There are some great ways to use IWB's for classroom management and whole-class games. You can also use it as a part of center rotations - providing activities on the board that students can engage in w/o having to cut out a bunch of manipulatives (for example). One of the easiest ways to simply begin using your IWB is by having students come up to the board at the start of the day (as class is starting) and use the board to indicate what type of lunch selection they're going to have. I have a friend that does this every day - she simply updates the lunch choices each day (there are only 4 options - one is 'brought my own') and the students simply drag and drop their name into the lunch area on the screen that they'll be getting. Any student names not moved to a lunch selection are students who are absent that day. While it's not an earth shattering means of using a board - it's an easy way to begin using it - and to get your students familiar with it. Hope you get more ideas!
Interactive whiteboards can be very useful in the modern classroom. First, you can show anything on the interactive whiteboard that you have on your computer- powerpoints, videos, pictures, etc. Next, you can interact with certain elements (you can write on your powerpoints, have your students write on them, and more). The interactive whiteboard allows students to write on the board, and the teacher to connect the responses in a technological way. He/she can then save the responses for later use.
I recently used mine as a welcome back from Spring Break. I created a padlet and as students walked in, they posted what they had done over spring break. I think padlet is a great tool to use for low stakes sharing. It doesn't always need a name attached to it, so it can also be low stakes exit slips or exchange of ideas that are projected on the whiteboard.

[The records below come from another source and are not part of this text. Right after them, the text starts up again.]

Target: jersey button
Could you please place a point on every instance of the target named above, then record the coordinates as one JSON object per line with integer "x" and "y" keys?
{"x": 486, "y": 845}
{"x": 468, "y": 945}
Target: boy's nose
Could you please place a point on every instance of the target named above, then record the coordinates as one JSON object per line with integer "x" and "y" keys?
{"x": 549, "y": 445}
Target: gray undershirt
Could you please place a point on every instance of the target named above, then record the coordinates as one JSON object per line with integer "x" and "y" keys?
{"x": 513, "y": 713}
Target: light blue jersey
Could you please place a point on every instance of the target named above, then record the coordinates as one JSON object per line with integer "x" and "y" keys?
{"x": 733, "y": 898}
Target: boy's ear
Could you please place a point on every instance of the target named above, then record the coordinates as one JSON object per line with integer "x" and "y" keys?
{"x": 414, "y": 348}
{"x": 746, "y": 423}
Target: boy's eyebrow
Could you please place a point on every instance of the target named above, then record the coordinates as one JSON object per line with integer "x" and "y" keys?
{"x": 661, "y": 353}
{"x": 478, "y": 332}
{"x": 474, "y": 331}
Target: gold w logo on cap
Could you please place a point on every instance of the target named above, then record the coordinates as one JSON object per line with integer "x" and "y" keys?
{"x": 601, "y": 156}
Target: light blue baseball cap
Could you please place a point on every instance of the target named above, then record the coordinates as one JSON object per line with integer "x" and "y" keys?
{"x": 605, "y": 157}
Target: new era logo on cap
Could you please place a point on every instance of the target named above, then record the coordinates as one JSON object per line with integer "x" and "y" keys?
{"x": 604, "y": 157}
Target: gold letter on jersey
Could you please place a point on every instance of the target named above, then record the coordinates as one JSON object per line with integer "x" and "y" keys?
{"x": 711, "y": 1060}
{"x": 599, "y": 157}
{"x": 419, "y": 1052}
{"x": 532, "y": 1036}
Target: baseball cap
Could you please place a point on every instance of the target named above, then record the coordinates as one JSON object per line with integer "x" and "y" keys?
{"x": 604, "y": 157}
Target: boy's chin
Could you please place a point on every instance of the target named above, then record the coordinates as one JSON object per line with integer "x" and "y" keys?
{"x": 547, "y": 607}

There are a wide range of ways that you can use the whiteboards to enhance learning. They can be used simply as a whiteboard replacement (not really enhancing anything) or can be used in a variety of other ways. Videos can be presented to 'flip' the classroom (start with the video before any work with the idea/subject being presented). Articles/writing examples can be placed up with students being able to highlight or circle where they found their answer (or have blanks for them to fill in). If you use the board's 'notebook' (or presentation tool) you can set up things more similar to a slideshow presentation.

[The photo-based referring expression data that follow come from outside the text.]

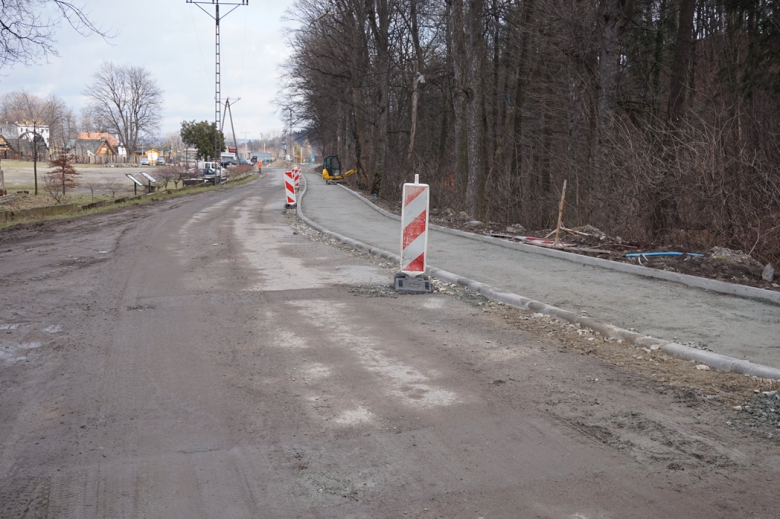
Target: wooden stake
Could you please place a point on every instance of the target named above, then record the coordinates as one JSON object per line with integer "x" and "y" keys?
{"x": 560, "y": 214}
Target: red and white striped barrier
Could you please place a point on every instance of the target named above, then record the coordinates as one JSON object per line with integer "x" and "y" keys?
{"x": 414, "y": 227}
{"x": 289, "y": 188}
{"x": 297, "y": 176}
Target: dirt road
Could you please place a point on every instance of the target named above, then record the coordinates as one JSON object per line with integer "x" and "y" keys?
{"x": 200, "y": 357}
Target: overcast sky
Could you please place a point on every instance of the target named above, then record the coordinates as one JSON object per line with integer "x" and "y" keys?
{"x": 174, "y": 40}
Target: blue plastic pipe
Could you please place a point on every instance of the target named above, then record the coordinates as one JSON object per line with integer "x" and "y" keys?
{"x": 649, "y": 254}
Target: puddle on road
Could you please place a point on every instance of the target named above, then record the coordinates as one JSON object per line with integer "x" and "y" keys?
{"x": 354, "y": 416}
{"x": 405, "y": 382}
{"x": 12, "y": 353}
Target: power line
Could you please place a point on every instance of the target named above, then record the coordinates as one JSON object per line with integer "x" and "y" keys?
{"x": 217, "y": 73}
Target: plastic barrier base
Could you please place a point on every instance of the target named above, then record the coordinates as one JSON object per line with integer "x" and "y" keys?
{"x": 406, "y": 284}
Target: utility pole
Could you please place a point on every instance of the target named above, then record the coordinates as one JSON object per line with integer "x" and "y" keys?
{"x": 246, "y": 146}
{"x": 217, "y": 84}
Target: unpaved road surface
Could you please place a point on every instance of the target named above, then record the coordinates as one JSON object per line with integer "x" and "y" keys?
{"x": 729, "y": 325}
{"x": 199, "y": 357}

However, one big way it can be used is to give examples and explain how you should do things online. It can be used to show/demonstrate to students how to find information online in a safe and effective manner (search engines, good websites, differentiating facts from opinion). This also leads into the wide range of web tools that are now available to use that can then be tied into your classroom (classdojo for classroom discipline, Prezi or Glogster to present information, Quizlet for flashcards and quizzing). I know that this is just scratching the surface but I hope the ideas are helpful!